Joe’s Journal: On the Vital Importance of Defining Results

“Defining the task makes it possible to define what the results of a given task should be. There is often more than one right answer to the question of what the right results are. Salespeople are right when they define results as the largest sale per customer, and they are also right when they define results as customer retention. Hence the next and crucial step in making the knowledge worker productive is to define what results are or should be in a particular knowledge worker’s task.”

—Peter F. Drucker

I am writing this entry on Memorial Day, which we began commemorating after the Civil War. On this day we as a nation remember those who gave their lives for their country and for the freedom we enjoy.

We should also recall that more than 620,000 American men died during the Civil War—more than in all of our nation’s other wars combined. The large number of deaths is at least partially attributed to the inability of President Abraham Lincoln to convince his top generals that their task was to defeat the armies of General Robert E. Lee of Northern Virginia and not simply to win individual battles. Here we see, in the most dramatic fashion, Drucker’s point that “there is often more than one right answer to the question of what the right results are.”

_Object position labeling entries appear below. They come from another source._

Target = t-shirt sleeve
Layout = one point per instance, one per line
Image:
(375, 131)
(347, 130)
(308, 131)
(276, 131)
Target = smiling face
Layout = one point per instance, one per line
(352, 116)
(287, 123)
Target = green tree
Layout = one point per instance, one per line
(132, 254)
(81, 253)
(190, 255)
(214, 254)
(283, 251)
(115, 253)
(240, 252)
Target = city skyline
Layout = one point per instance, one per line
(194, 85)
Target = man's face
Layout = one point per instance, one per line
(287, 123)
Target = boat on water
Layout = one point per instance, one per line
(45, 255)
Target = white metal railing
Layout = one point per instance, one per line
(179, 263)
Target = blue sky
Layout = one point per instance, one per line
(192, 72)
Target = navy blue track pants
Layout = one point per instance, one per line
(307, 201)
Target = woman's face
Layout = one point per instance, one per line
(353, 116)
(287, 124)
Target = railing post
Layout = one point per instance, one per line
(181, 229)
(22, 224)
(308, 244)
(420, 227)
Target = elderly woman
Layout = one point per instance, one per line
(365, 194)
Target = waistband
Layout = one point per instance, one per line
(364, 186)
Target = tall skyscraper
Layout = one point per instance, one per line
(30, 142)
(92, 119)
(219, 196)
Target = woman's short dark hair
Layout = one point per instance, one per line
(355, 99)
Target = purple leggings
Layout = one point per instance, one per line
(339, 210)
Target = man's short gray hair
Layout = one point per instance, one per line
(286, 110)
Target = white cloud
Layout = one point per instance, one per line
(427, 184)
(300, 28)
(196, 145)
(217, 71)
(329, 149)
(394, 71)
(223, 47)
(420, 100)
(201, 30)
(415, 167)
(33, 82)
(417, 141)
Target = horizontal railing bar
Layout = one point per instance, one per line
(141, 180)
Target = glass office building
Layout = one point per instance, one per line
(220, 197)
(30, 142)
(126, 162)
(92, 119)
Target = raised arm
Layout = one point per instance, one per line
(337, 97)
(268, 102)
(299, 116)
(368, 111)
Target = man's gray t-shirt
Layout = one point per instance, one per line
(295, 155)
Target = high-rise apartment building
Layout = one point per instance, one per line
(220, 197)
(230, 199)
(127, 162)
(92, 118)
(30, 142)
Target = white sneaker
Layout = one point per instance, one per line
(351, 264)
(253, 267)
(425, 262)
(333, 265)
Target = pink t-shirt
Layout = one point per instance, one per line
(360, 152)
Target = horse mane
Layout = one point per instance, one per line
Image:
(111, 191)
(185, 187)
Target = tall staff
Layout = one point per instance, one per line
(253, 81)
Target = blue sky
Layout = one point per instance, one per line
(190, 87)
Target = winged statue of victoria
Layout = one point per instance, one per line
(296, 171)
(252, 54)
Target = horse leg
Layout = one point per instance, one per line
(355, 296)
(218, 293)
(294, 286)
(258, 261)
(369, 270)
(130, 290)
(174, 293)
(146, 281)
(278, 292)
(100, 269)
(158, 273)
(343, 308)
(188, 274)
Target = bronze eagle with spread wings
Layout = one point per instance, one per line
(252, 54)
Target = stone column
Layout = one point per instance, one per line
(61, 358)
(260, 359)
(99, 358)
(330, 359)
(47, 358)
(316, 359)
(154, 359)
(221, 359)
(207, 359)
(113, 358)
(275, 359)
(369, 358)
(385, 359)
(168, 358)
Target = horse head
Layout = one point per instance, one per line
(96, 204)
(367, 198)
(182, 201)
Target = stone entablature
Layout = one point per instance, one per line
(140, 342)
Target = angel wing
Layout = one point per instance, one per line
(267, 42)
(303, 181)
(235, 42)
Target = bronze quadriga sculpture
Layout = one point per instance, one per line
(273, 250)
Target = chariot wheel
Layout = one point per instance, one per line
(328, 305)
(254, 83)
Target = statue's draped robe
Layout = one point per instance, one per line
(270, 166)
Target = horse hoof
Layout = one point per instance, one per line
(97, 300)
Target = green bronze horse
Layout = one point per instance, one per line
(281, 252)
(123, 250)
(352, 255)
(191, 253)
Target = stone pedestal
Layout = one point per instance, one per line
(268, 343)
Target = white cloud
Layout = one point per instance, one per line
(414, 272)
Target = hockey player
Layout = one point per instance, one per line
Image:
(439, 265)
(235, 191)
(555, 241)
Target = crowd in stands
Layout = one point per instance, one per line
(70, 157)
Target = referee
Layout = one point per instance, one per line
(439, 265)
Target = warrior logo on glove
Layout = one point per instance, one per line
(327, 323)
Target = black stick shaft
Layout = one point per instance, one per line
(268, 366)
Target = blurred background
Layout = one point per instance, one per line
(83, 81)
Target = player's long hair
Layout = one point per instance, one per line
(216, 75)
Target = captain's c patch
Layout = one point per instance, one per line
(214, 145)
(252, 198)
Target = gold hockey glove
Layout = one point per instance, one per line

General George McClellan did not pursue Lee’s army after winning at Antietam Creek, Maryland, in September 1862. Rather, McClellan viewed victory in the battle as the right result. Then General George Meade defeated Lee at Gettysburg in early July 1863 in one of the great battles of the Civil War, but Meade let Lee’s army retreat instead of capturing his troops and ending the war right there. Lincoln was furious that Meade did not pursue the fleeing rebels.

So you see Solomon’s wisdom at play here: “There is nothing new under the sun.” President Lincoln had a clear definition of right results but had to wait for Generals Grant, Sherman and Sheridan to understand and to achieve these results in 1865. Meanwhile, the cost in lives lost was enormous.